The investigating officer, Sergeant Lilian Ruto, recorded statements from the complainant and witnesses before recommending charges of robbery with violence under Section 296(2) of the Penal Code.

Arrest and trial

The first appellant, Murunga, told the trial court he was arrested on the night of the robbery.

He said police, accompanied by the watchman, knocked on his door around 1 am and accused him of committing the offence.

He denied the allegations.

Similarly, Wamalwa, the second appellant, denied any involvement, saying only that police came to his house and arrested him.

Both men gave unsworn statements in their defence.

On November 20, 2019, a trial magistrate convicted both men of robbery with violence and sentenced them to death — the maximum penalty under the Penal Code.

The appeal

Aggrieved by the decision, Murunga and Wamalwa filed an appeal challenging the trial court’s findings.

They argued that their conviction was based on suspicion and speculation, that the evidence was hearsay, and that the conditions for identification were not conducive.

They further claimed that Section 296(2) of the Penal Code contradicts constitutional provisions on the right to life and fair trial.

The appellants relied on several authorities, including past cases, all of which caution courts on the dangers of relying solely on identification evidence.

Court’s analysis

In reviewing the appeal, Justice Nyakundi emphasised that the prosecution bears the burden of proof beyond a reasonable doubt.

Citing a precedent case, he noted that silence or a weak defence cannot relieve the State of its duty to prove guilt.

The judge acknowledged the well-established caution around visual identification.
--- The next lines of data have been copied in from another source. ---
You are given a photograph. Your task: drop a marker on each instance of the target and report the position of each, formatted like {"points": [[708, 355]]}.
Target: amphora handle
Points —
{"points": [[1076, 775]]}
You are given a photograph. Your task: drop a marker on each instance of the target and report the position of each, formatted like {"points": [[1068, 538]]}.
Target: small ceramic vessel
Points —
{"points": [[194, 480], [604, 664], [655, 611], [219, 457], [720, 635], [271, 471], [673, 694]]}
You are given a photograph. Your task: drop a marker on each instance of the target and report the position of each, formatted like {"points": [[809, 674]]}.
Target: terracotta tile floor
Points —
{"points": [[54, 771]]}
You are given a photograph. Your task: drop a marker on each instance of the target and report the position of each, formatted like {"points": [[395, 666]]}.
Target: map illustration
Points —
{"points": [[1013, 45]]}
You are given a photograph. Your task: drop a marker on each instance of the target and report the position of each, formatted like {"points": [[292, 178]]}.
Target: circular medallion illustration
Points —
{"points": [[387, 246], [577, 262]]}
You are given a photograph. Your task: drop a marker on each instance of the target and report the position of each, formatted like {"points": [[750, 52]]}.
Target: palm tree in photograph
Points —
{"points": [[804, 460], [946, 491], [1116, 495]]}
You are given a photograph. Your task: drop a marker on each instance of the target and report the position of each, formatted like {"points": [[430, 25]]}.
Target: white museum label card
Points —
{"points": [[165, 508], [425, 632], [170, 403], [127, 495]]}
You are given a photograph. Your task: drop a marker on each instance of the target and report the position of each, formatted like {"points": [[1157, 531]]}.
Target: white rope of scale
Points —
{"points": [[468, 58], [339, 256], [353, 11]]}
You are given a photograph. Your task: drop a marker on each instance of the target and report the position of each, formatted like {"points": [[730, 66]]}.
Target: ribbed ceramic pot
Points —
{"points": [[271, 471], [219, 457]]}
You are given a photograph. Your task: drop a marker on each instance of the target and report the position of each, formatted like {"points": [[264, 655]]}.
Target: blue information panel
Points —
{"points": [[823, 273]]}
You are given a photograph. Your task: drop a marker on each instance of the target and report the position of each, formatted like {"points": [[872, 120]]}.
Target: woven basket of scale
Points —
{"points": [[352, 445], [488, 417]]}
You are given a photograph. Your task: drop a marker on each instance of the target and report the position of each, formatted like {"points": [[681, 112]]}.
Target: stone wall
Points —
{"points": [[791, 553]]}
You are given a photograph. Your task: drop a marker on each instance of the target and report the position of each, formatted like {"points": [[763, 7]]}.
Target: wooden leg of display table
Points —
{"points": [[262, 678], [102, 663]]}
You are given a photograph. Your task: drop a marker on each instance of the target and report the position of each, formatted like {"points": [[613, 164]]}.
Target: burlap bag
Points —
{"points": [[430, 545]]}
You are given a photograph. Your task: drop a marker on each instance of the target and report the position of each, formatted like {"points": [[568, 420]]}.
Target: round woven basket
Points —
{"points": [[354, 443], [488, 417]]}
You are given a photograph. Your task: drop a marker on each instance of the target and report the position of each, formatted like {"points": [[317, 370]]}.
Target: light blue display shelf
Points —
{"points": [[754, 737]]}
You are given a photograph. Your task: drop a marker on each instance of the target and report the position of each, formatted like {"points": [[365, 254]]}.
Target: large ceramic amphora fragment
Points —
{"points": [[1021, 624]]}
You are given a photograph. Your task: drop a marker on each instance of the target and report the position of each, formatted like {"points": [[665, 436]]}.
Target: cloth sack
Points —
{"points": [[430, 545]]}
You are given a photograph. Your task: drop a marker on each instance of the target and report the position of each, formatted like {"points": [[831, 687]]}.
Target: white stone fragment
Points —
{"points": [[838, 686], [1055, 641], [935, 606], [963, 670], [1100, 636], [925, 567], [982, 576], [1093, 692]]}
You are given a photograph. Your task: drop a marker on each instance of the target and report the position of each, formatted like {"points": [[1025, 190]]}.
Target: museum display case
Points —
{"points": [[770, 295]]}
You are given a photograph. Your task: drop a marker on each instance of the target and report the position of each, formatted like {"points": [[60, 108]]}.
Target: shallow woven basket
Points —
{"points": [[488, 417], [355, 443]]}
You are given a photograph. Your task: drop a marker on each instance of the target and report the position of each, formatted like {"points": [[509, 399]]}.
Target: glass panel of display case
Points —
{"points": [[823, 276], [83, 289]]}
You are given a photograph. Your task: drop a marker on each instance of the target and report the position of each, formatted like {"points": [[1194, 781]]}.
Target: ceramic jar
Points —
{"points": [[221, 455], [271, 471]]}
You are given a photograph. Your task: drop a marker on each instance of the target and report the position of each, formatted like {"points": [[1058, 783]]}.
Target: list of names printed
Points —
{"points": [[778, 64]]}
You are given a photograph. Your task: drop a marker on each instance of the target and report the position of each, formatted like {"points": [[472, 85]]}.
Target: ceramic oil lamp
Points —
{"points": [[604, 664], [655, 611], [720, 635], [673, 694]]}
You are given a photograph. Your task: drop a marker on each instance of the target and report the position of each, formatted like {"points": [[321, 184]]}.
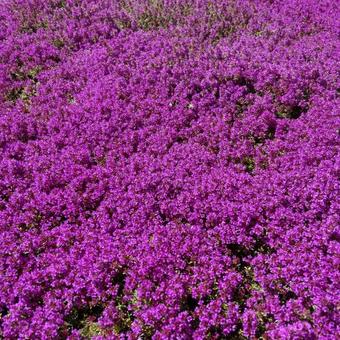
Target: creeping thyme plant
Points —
{"points": [[169, 169]]}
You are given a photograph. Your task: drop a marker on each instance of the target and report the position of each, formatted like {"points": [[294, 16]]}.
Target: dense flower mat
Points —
{"points": [[169, 169]]}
Quoting from a precedent case, he noted: “Identification is notoriously uncertain. It depends upon so many variables... the vagaries of human perception and recollection; and the tendency of the mind to respond to suggestions.”

However, he found that the watchman’s recognition evidence was credible.

The watchman had known the appellants for years and identified them not just by sight but also by their alias names.

The court ruled out mistaken identity.

“The prima facie case established by the prosecution from the four witnesses remained unchallenged by the defence throughout the trial,” Justice Nyakundi held.

Sentencing debate

While upholding the conviction, the judge reconsidered the sentence.

He observed that although the offence was serious, the injuries sustained by the complainant were soft tissue in nature, and the weapon used was a rungu.

“In the instant appeal, the trial magistrate imposed the maximum sentence... even though elements of diminishing culpability were present,” the judge said.

“One cannot escape describing it as punitive, harsh and excessive based on the surrounding circumstances of this case.”

Drawing from the doctrine of proportionality, he substituted the death sentence with a 12-year custodial term.

He credited the period already spent in custody, directing that the sentence run from November 2017.

Final orders

In his closing remarks, Justice Nyakundi affirmed that while robbery with violence is a grave offence, sentencing must balance deterrence with fairness.

“Courts must ensure that sentences not only fall within the perimeter of proportionality but also reflect the gravity of the crime and the culpability of the accused persons,” he stated.

The decision means Murunga and Wamalwa will serve about four more years in prison before completing their terms, unless otherwise released earlier by remission.